Abstract
The Big Data Era creates a lot of exciting opportunities for new developments in economics and econometrics. At the same time, however, the analysis of large datasets poses difficultmethodological problems that should be addressed appropriately and are the subject of the present chapter.
Introduction
‘Big Data’ has become a buzzword both in academic and in business and policy circles. It is used to cover a variety of data-driven phenomena that have very different implications for empirical methods. This chapter discusses some of these methodological challenges.
In the simplest case, ‘Big Data’ means a large dataset that otherwise has a standard structure. For example, Chapter 13 describes how researchers are gaining increasing access to administrative datasets or business records covering entire populations rather than population samples. The size of these datasets allows for better controls and more precise estimates and is a bonus for researchers. This may raise challenges for data storage and handling, but does not raise any distinct methodological issues.

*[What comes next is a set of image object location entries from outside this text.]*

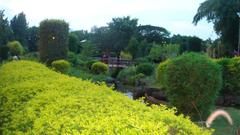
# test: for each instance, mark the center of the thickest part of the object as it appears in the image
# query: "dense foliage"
(15, 48)
(19, 27)
(53, 40)
(99, 68)
(161, 73)
(35, 100)
(230, 75)
(193, 82)
(62, 66)
(223, 15)
(145, 68)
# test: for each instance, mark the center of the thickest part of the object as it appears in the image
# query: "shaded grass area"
(221, 125)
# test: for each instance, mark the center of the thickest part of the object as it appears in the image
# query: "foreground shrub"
(230, 75)
(99, 68)
(53, 40)
(161, 73)
(145, 68)
(193, 82)
(15, 48)
(39, 101)
(62, 66)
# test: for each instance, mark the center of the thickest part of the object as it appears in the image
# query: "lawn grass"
(221, 125)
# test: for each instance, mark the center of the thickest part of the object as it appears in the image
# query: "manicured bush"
(40, 101)
(125, 74)
(62, 66)
(15, 48)
(126, 55)
(89, 63)
(134, 79)
(160, 75)
(145, 68)
(99, 68)
(53, 40)
(230, 75)
(193, 82)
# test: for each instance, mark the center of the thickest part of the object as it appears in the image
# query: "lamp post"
(238, 13)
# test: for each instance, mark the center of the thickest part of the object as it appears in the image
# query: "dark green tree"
(19, 27)
(133, 47)
(223, 14)
(73, 42)
(5, 30)
(144, 48)
(53, 40)
(122, 29)
(195, 44)
(32, 38)
(153, 34)
(102, 37)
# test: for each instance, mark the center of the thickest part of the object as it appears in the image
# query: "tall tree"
(122, 29)
(5, 30)
(19, 27)
(223, 14)
(153, 34)
(32, 38)
(53, 40)
(103, 39)
(132, 47)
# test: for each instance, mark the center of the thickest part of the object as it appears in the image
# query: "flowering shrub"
(62, 66)
(36, 100)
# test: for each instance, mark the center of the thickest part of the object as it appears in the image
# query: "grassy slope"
(36, 100)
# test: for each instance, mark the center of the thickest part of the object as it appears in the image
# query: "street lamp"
(238, 13)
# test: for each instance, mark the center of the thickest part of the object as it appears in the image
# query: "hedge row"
(36, 100)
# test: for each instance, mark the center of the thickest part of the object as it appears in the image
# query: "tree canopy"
(223, 14)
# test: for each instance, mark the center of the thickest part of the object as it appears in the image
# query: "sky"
(174, 15)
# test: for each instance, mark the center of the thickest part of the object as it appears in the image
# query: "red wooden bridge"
(114, 62)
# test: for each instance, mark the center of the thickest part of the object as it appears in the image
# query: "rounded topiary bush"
(193, 82)
(15, 48)
(62, 66)
(145, 68)
(161, 70)
(99, 67)
(125, 74)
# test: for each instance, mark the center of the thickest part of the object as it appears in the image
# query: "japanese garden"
(122, 78)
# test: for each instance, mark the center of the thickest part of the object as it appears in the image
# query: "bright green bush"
(193, 82)
(36, 100)
(230, 75)
(125, 74)
(53, 40)
(145, 68)
(99, 68)
(160, 75)
(62, 66)
(15, 48)
(126, 55)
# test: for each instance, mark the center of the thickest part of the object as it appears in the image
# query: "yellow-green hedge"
(36, 100)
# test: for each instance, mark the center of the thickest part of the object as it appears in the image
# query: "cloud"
(83, 14)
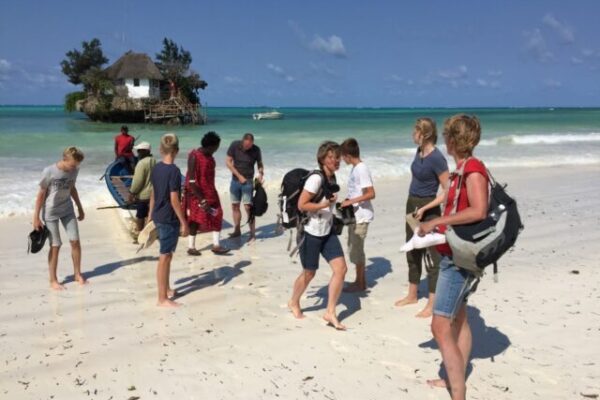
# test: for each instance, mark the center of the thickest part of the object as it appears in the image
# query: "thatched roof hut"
(134, 65)
(138, 74)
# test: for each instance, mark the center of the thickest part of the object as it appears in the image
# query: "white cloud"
(454, 74)
(4, 65)
(233, 80)
(277, 70)
(587, 52)
(399, 79)
(565, 33)
(536, 46)
(576, 60)
(5, 70)
(552, 83)
(322, 69)
(492, 84)
(333, 45)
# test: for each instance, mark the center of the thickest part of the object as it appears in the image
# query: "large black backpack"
(291, 187)
(290, 216)
(477, 245)
(260, 204)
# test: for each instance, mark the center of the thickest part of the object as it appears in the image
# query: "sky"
(324, 53)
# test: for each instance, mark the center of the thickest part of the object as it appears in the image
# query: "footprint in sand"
(340, 348)
(394, 339)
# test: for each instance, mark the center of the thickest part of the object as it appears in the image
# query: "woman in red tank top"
(450, 325)
(201, 199)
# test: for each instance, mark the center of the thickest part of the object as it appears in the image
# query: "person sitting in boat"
(141, 186)
(201, 200)
(124, 149)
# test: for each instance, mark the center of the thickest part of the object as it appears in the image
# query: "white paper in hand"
(421, 242)
(147, 236)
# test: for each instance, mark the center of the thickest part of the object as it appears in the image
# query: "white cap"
(142, 146)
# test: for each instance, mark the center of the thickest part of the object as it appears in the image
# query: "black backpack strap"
(495, 272)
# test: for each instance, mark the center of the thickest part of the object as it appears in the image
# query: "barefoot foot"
(425, 313)
(168, 304)
(355, 287)
(296, 310)
(439, 383)
(332, 320)
(57, 286)
(194, 252)
(405, 301)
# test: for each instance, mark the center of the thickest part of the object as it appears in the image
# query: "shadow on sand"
(222, 276)
(109, 268)
(378, 268)
(488, 342)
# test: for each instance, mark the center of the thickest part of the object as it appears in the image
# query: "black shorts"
(312, 247)
(142, 209)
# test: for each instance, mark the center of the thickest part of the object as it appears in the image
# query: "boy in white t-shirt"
(360, 194)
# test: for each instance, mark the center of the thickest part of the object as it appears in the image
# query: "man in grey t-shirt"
(241, 157)
(58, 184)
(54, 204)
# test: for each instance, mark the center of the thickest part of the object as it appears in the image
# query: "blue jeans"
(312, 247)
(453, 286)
(168, 235)
(241, 192)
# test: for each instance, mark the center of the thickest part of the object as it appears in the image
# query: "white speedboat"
(267, 115)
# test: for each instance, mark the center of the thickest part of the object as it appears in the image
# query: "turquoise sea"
(32, 137)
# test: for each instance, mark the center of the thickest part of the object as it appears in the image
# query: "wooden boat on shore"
(267, 115)
(118, 181)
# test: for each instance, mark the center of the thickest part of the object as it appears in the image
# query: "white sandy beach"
(536, 332)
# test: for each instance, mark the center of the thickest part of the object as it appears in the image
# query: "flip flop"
(220, 250)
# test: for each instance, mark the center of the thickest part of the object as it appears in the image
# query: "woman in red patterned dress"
(201, 200)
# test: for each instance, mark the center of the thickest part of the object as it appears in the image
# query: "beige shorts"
(357, 233)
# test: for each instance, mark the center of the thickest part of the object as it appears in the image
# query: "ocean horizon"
(33, 137)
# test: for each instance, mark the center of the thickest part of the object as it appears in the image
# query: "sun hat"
(37, 239)
(142, 146)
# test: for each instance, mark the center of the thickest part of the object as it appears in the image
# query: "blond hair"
(428, 130)
(325, 148)
(73, 153)
(169, 143)
(464, 132)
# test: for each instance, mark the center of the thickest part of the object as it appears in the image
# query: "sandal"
(220, 250)
(194, 252)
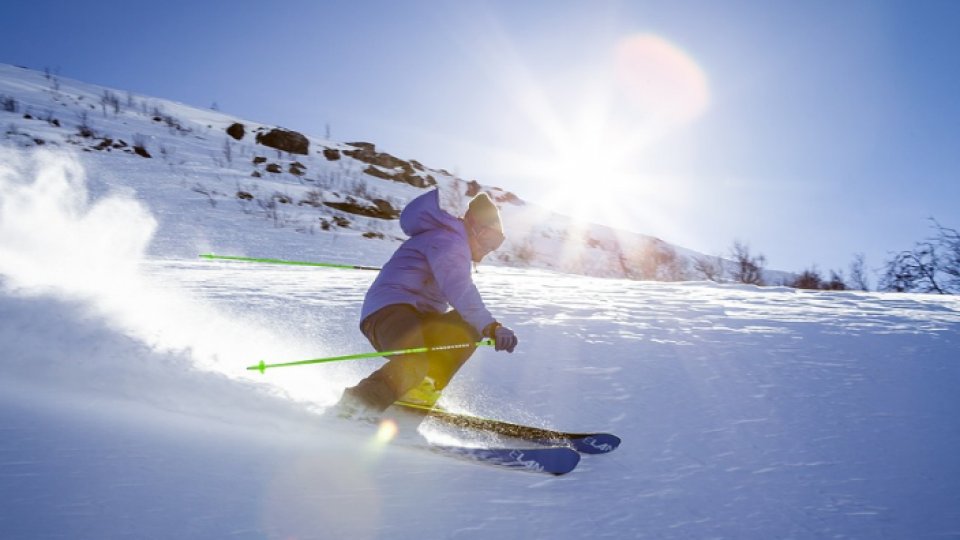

However, ‘Big Data’ often means much more than just large versions of standard datasets. First, large numbers of units of observation often come with large numbers of variables, that is, large numbers of possible covariates. To illustrate with the same example, the possibility to link different administrative datasets increases the number of variables attached to each statistical unit. Likewise, business records typically contain all consumer interactions with the business. This can create a tension in the estimation between the objective of ‘letting the data speak’ and obtaining accurate (in a way to be specified later) coefficient estimates. Second, Big Data sets often have a very different structure from those we are used to in economics. This includes web search queries, real-time geolocational data or social media, to name a few. This type of data raises questions about how to structure and possibly re-aggregate them.
The chapter starts with a description of the ‘curse of dimensionality’, which arises from the fact that both the number of units of observation and the number of variables associated with each unit are large. This feature is present in many of the Big Data applications of interest to economists. One extreme example of this problem occurs when there are more parameters to estimate than observations.